2. Executing the Project
We funded a $35,000 comic book project and discovered that some of our funding community wanted to be more involved in the creative process after funding than we were aware of. We had to rethink our entire strategy to involve them, and then we had to get our team members in the right seats to execute the project brilliantly.
We actually took several steps down the wrong path before catching ourselves and changing direction. As the company founder, my zone of genius is screenwriting, and yet we were using fiction writers for the project. We had to work as a team to restructure my time, so I could lead this project and ensure its quality. It has turned out to be one of the most challenging, but inspiring shifts we’ve forced ourselves to make.
3. Providing Customer Service
One of the more difficult things with crowdfunding campaigns is realizing that your new customers have varied expectations. Some folks want the product you’ve offered within one month, while others assume there’s a good possibility the product will never be made.
Avoid stress by over-communicating timelines throughout your program. Guess what types of questions fans will have, and have draft answers ready for your team to utilize. Also, make sure to send updates weekly.
4. Planning for Life After Crowdfunding
Crowdfunding can be a promising way to raise money to finance projects and businesses, but the success of crowdfunding goes hand in hand with careful consideration. One common challenge is that when the campaign ends, companies seem to stop their growth.
My advice to these companies is to plan for life after crowdfunding, even before the crowdfunding process begins. This means they need to have an effective business plan, hire employees with a great deal of experience in the related field and develop a solid marketing strategy for all stages of performance.
5. Keeping Up Momentum
One of the biggest benefits of running a crowdfunding campaign (besides the funds) is the exposure and community involvement that come along with it. We funded our latest game through Kickstarter and enjoyed a huge boost in momentum throughout the campaign.
However, the enthusiasm of the crowd quickly wanes as they shift their focus toward the latest exciting endeavor, and your startup’s job then becomes to keep that attention squarely focused on your post-campaign activities. Simply posting updates is not enough—you must keep everyone engaged from all angles, and this will obviously vary from product to product.
The important takeaway is to never let the momentum slow, because it’s much harder to get the ball rolling after it has stopped.
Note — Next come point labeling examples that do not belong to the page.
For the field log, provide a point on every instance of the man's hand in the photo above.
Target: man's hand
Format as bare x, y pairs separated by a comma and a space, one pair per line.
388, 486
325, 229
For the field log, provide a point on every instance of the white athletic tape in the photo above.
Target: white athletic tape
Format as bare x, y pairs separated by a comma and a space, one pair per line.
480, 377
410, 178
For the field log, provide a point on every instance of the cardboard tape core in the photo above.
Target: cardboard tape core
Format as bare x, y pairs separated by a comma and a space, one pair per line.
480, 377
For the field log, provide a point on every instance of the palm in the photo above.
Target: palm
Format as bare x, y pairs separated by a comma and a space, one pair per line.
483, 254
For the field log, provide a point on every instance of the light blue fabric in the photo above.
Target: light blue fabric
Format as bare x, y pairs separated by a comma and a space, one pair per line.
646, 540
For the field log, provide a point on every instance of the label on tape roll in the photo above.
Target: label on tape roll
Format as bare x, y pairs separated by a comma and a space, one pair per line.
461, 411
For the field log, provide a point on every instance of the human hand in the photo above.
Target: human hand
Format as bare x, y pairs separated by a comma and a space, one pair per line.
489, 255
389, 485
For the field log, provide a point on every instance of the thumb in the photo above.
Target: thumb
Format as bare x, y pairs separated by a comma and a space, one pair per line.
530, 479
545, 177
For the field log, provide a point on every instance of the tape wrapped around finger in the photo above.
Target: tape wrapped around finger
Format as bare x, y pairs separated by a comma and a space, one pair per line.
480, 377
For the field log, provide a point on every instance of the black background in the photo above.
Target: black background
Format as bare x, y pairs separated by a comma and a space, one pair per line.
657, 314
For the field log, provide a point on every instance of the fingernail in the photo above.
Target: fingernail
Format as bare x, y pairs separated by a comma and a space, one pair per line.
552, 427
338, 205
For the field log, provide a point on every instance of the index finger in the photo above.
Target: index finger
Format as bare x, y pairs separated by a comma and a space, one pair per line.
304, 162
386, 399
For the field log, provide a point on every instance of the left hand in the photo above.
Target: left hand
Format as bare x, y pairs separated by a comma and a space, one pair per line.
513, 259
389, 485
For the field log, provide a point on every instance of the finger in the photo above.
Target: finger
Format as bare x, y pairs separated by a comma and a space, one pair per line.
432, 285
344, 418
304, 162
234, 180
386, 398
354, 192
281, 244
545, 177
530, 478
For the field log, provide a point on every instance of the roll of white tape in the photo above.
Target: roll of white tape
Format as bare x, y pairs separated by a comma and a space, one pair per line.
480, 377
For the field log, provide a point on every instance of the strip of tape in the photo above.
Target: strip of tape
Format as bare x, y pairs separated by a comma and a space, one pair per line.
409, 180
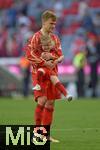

6. Understanding the Audience
We’ve worked with our clients on several crowdfunding campaigns, and without fail, people always underestimates the outreach they need to do. It’s crucial to identify audiences who can be reached both before and during campaigns.
7. Fulfilling Rewards
Most companies plan for how much it will cost to make, ship and manage perks and rewards, and don’t take into account what happens if you suddenly have to ship out thousands of units of a product that hasn’t been made yet. That’s why we started ensuring all fulfillment is done by our company, so crowdfunding companies don’t have to worry about it.
8. Getting Additional Exposure
When we used Fundable for crowdfunding, the process came with a PR division that allowed BottleKeeper to gain a pretty incredible amount of exposure. When combined with a solid marketing and launch plan, it’s really the exposure that gets you out of the “family fund” that many crowdfunders struggle with.
But when the successful campaign ends, and you’re knee deep in the logistical aspects of running a functional business, it becomes really difficult to keep up with additional exposure. One of the most important things to do is create direct relationships with the media contacts that originally provided the exposure. Try offering them the chance to review your product once it’s complete. This will help continue both your momentum and exposure needs.